Dr. Christoph Dautermann, stellvertretender Museumsleiter, und Kurator Ralf-Günter Stefan (rechts) in der Ausstellung im Museum Burg Linn in Krefeld.  Foto: Stadt Krefeld, Presse und Kommunikation, L. Strücken
Dr. Christoph Dautermann, stellvertretender Museumsleiter, und Kurator Ralf-Günter Stefan
(rechts) in der Ausstellung im Museum Burg Linn in Krefeld.
Foto: Stadt Krefeld, Presse und Kommunikation, L. Strücken

Aus der Entstehungszeit der beiden Lutherbibeln stammt auch ein einzigartiger Augenzeugenbericht aus Krefeld. Der katholische Pfarrer Johannes Schue schildert die Ereignisse von 1542 bis 1545. Er predigte noch in der alten St. Dionysiuskirche, der heutigen Alten Kirche, und wurde von dem protestantischen Landesherrn aus Moers stets in seiner Arbeit bedrängt. Das handschriftliche Dokument ist eine Leihgabe aus dem Landesarchiv NRW und ein herausragendes Original. Ein ausführlicher Bericht über seine Schildrungen findet sich in Band zwei der Stadtgeschichte.

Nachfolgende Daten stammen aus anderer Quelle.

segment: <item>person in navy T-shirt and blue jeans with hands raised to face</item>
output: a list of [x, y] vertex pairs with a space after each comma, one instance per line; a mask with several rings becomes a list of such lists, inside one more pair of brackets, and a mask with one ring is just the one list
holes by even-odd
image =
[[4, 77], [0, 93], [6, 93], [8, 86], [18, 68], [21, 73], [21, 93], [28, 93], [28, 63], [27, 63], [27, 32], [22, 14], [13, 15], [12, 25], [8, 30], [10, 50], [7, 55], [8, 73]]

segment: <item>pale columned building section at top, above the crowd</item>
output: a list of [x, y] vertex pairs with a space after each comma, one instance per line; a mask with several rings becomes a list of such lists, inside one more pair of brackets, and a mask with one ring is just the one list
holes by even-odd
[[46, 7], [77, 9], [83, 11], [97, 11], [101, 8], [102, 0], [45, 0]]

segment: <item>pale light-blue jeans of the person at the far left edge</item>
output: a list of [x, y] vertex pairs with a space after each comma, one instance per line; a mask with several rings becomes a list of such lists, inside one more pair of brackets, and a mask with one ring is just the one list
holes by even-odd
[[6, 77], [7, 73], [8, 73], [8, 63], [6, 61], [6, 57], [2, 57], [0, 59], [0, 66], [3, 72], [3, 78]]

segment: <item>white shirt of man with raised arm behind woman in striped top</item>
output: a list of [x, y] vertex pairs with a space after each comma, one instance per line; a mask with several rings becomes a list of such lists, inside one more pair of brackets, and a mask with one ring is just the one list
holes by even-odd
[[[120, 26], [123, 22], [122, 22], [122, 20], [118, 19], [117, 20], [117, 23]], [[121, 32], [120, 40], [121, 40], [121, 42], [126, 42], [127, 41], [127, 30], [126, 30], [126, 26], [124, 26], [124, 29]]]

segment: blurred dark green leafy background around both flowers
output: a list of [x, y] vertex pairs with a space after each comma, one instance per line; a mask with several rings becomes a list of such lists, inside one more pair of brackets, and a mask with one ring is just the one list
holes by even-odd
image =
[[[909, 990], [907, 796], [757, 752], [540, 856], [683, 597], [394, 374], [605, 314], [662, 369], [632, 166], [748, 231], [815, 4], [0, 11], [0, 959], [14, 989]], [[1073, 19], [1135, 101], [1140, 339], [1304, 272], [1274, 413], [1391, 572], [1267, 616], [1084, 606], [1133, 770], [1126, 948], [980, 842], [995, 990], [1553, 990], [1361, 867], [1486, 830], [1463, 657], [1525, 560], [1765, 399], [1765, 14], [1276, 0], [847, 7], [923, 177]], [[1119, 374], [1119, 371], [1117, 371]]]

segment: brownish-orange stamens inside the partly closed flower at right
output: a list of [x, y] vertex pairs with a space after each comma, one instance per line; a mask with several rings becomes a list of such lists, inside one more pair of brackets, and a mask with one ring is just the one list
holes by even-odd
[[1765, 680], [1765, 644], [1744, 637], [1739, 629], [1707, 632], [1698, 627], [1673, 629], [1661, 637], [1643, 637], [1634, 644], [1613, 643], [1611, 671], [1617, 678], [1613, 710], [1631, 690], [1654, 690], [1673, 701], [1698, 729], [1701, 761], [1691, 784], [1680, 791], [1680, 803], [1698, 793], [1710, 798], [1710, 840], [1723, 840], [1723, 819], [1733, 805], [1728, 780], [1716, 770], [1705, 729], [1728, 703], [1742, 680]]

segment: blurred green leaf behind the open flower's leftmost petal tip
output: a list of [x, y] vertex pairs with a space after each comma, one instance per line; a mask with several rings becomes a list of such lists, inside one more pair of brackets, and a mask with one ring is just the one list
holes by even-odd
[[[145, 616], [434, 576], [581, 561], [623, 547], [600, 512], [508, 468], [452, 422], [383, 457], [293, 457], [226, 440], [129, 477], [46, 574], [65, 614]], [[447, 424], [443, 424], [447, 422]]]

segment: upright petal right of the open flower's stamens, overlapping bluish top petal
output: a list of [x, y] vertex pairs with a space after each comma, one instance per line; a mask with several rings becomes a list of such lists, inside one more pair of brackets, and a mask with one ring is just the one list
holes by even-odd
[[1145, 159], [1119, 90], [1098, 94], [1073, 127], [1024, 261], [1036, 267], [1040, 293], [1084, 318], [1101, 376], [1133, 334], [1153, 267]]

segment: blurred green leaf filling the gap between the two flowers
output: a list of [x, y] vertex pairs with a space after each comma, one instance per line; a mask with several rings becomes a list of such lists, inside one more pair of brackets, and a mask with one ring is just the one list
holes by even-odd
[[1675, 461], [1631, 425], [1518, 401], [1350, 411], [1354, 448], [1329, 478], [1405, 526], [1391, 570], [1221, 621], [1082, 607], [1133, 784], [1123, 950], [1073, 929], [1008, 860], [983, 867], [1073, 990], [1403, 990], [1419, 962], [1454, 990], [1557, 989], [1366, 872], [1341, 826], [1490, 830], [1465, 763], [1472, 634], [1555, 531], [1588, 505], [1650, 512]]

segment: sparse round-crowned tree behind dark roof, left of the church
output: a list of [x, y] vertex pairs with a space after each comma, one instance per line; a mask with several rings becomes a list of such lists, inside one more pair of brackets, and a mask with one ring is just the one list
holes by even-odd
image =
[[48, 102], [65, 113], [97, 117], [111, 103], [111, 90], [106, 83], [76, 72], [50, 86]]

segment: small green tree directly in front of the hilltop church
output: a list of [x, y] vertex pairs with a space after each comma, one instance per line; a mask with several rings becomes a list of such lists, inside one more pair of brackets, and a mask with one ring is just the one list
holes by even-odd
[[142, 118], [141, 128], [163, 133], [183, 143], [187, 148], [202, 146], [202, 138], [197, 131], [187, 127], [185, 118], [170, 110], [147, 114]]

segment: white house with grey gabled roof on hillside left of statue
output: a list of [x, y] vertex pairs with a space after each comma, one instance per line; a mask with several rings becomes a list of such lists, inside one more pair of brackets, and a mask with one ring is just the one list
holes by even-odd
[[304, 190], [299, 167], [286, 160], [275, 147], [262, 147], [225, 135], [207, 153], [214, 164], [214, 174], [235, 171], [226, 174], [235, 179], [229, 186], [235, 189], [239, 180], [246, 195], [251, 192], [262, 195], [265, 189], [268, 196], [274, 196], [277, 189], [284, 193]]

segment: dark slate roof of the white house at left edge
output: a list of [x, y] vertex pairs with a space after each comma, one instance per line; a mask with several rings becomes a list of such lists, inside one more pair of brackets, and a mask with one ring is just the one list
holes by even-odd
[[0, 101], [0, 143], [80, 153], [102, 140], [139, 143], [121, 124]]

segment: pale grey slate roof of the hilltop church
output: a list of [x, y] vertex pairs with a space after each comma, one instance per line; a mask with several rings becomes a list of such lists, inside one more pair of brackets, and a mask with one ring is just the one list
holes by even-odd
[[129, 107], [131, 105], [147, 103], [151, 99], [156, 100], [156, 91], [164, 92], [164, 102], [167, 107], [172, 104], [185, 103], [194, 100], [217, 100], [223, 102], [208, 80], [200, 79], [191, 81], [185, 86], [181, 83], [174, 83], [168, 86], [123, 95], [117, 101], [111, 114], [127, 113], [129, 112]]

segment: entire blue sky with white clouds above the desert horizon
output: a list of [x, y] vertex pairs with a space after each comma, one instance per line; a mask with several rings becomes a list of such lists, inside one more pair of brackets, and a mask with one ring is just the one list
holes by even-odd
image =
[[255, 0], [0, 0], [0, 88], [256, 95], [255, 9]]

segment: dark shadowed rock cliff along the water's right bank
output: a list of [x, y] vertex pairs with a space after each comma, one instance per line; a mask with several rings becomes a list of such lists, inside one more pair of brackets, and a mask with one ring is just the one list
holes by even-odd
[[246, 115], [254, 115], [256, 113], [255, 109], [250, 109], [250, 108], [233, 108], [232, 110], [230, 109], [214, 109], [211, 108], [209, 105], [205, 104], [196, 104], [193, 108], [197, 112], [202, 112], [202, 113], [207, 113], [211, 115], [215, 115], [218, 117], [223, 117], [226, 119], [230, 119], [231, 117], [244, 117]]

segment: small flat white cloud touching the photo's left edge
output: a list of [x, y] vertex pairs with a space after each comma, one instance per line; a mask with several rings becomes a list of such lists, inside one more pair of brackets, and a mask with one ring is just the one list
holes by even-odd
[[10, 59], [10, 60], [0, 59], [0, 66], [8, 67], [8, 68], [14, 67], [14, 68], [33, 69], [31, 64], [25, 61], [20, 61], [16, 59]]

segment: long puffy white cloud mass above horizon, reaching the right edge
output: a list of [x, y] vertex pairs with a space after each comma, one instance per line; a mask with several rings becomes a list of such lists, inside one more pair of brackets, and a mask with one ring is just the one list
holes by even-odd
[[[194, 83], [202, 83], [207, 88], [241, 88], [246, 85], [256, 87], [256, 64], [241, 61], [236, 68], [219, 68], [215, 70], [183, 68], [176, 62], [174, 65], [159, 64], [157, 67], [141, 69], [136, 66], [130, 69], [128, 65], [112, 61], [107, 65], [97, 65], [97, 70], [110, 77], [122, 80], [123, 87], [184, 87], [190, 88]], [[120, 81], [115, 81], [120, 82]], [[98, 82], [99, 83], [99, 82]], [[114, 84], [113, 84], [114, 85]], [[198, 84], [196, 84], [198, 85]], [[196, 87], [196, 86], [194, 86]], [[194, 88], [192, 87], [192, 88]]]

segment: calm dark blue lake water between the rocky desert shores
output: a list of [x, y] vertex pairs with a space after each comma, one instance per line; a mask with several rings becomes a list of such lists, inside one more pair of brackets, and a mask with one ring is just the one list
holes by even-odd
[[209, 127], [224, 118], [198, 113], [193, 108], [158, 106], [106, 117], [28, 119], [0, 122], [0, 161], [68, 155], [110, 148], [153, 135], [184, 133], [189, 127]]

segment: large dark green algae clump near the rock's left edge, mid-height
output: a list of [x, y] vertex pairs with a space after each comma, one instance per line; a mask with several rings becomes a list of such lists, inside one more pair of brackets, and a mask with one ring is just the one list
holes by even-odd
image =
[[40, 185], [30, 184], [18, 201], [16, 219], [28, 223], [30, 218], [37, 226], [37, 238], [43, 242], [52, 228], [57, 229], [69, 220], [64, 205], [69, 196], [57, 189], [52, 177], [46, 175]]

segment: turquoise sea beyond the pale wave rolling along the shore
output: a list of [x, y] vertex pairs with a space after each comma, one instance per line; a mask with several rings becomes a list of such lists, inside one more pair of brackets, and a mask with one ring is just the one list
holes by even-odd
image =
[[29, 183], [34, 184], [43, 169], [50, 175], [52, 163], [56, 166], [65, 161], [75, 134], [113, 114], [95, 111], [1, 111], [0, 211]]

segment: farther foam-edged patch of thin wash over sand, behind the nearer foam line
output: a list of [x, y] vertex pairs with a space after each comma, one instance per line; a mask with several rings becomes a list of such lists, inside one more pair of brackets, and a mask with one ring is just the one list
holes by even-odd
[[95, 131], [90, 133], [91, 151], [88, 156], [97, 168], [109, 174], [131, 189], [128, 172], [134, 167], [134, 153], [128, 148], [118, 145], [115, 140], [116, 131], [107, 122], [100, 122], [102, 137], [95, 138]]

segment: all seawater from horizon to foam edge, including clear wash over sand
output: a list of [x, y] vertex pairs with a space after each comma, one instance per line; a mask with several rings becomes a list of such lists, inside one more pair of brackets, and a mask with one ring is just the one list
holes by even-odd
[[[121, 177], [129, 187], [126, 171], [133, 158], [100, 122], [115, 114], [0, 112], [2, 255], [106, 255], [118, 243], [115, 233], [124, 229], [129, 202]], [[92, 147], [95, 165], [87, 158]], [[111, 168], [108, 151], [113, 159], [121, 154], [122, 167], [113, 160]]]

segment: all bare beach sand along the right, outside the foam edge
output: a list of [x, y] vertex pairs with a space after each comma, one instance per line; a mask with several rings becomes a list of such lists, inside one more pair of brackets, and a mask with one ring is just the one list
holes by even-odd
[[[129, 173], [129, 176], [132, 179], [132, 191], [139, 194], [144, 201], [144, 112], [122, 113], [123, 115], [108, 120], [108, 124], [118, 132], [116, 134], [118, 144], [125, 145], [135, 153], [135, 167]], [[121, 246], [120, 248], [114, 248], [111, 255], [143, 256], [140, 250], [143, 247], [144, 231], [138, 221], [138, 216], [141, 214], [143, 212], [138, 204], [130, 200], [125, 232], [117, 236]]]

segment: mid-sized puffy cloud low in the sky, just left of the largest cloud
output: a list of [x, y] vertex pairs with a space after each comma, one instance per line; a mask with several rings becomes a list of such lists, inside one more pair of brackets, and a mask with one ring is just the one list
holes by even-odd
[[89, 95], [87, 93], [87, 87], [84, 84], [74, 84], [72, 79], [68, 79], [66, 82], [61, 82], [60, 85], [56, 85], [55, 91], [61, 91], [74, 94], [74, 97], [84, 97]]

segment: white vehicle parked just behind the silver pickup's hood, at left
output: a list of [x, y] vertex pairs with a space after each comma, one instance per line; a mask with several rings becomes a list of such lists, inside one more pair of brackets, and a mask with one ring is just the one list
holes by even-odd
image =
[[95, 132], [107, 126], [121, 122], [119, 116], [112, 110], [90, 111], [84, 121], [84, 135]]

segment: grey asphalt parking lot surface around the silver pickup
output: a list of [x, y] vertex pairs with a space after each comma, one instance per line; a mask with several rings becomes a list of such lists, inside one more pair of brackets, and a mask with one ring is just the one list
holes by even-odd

Das Ausstellungsprojekt des Stadtarchives greift den Aspekt auf, dass es sich bei der Reformation um einen langjährigen Prozess gehandelt hat. In dem mit 50.000 Euro von der Euregio Rhein-Maas geförderten Kooperationsprojekt der Stadtarchive in Venlo und Krefeld soll die Entwicklung der Reformation von der Mitte des 16. Jahrhundert bis heute thematisiert werden. In dem Land zwischen Rhein und Maas habe es durchaus Wechselwirkungen gegeben. Beispielsweise gingen Hülser nach Kempen, um dort Prediger zu hören, die auch in Venlo waren. Ein Schwerpunkt sei die Entstehung der Konfessionen und der lange Prozess, bis dies im Volk angekommen sei, so Dr. Olaf Richter, Leiter des Stadtarchives Krefeld. „Die Menschen in Krefeld können so etwas über die Venoler lernen und umgekehrt", sagt Richter. Zu der zweisprachigen Ausstellung wird zudem ein Katalog erscheinen. Der Ausstellungsort ist in Krefeld noch offen.